Tesla Motors stock jumped by 6 percent Tuesday after the company announced that record weekly Model 3 production of 2,020 units means the company will not have to raise capital in 2018.
CEO Elon Musk was lambasted by Wall Street analysts over the weekend for an April Fools’ Day prank he posted on Twitter showing himself passed out, leaning up against a Model 3 sedan and holding a handwritten cardboard sign reading “bankwupt!”.
Wall Street analysts that have seen Tesla shares plunge by 33 percent over the past six months were not impressed with Musk’s stunt, and warned the company may be in default of its credit agreement and be forced to raise cash at firesale prices.
Analysts cited recent problems at the company, including: 1) disastrously poor unit production, 2) massive financial losses, 3) a credit rating downgrade, 4) a recall of about half the cars built over the last 13 years, and 5) admitting a March 23 fatal crash involved a Model X SUV in “Autopilot” self-driving mode.
But Tesla Motors now claims production improvements are generating enough cash flow that the company will not need to raise any new cash in 2018. Although acknowledging that it came up short of achieving its forecast of completing 2,500 Model 3s per week during the first quarter, hitting 2,020 for the last seven days of March sent the stock up by 6 percent.
Bloomberg News’ experimental tracking model estimates that Tesla built about 9,285 Model 3s for the first quarter, or about 774 a week.
Musk emailed factory staff at 3:02 a.m. and promised that Tesla would build at least 2,000 Model 3’s a week during the second quarter ending in June.
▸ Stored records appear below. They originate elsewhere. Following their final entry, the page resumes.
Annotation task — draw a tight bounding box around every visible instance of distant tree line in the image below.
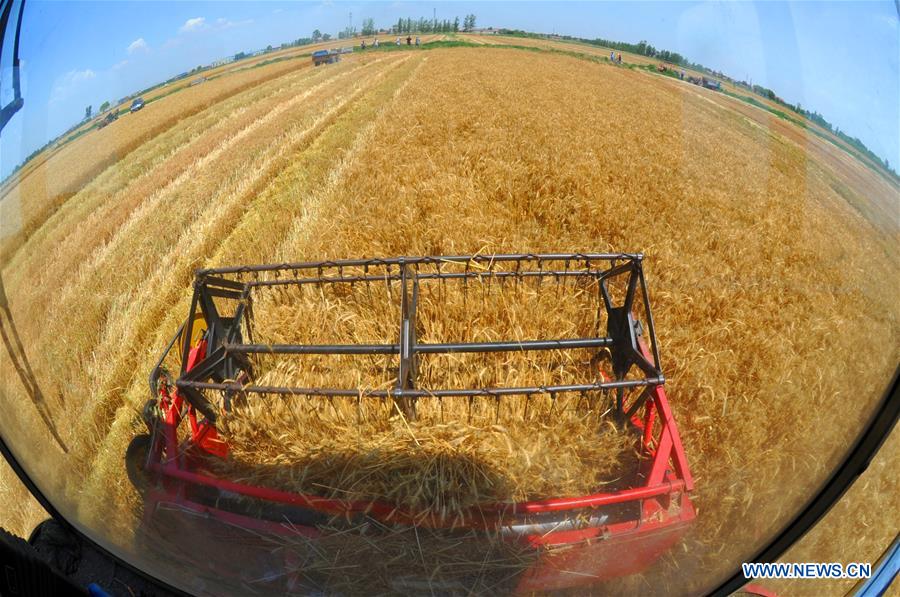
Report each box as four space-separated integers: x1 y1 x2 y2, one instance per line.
728 82 895 173
389 16 466 34
325 14 474 39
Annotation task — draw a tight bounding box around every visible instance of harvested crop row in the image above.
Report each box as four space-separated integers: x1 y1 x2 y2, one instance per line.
38 58 410 467
3 59 370 321
0 49 335 259
77 57 424 535
5 61 387 337
0 57 390 459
The news leaked quickly to Wall Street.
Just hours later, Musk told analyst Amir Efrati on Twitter that he was taking the place of VP of Engineering Doug Field to supervise production and “I’m back to sleeping at factory. Car biz is hell …”.
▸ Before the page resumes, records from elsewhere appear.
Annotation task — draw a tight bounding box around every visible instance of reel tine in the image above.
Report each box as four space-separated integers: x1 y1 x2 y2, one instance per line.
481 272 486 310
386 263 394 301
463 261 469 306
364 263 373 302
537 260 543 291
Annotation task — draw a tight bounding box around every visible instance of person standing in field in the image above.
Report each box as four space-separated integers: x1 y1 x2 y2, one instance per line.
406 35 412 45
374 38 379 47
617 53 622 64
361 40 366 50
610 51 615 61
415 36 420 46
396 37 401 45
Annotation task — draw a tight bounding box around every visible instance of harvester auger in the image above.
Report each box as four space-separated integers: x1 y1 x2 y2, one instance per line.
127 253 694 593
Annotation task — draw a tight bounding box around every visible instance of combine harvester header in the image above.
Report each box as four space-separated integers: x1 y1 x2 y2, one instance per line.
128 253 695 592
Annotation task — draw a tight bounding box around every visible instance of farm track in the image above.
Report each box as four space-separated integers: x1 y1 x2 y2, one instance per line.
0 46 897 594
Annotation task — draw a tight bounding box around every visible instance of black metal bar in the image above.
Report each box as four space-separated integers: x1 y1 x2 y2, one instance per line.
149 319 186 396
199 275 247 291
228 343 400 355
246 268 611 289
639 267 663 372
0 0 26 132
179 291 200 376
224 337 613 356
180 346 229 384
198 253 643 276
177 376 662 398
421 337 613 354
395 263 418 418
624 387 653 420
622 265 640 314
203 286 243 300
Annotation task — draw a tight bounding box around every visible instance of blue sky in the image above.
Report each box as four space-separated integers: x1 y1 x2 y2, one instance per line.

Despite all the production hell and cash flow concerns in the first quarter, Tesla has announced plans to build a new truck and a roadster sports car, and to build a factory in China.
Tesla has admitted that trying to improve Model 3 production required moving resources off the luxury Model S and Model X assembly lines. It is unclear to the analysts just how much production S and X output will be lost and what the cash flow impacts will be.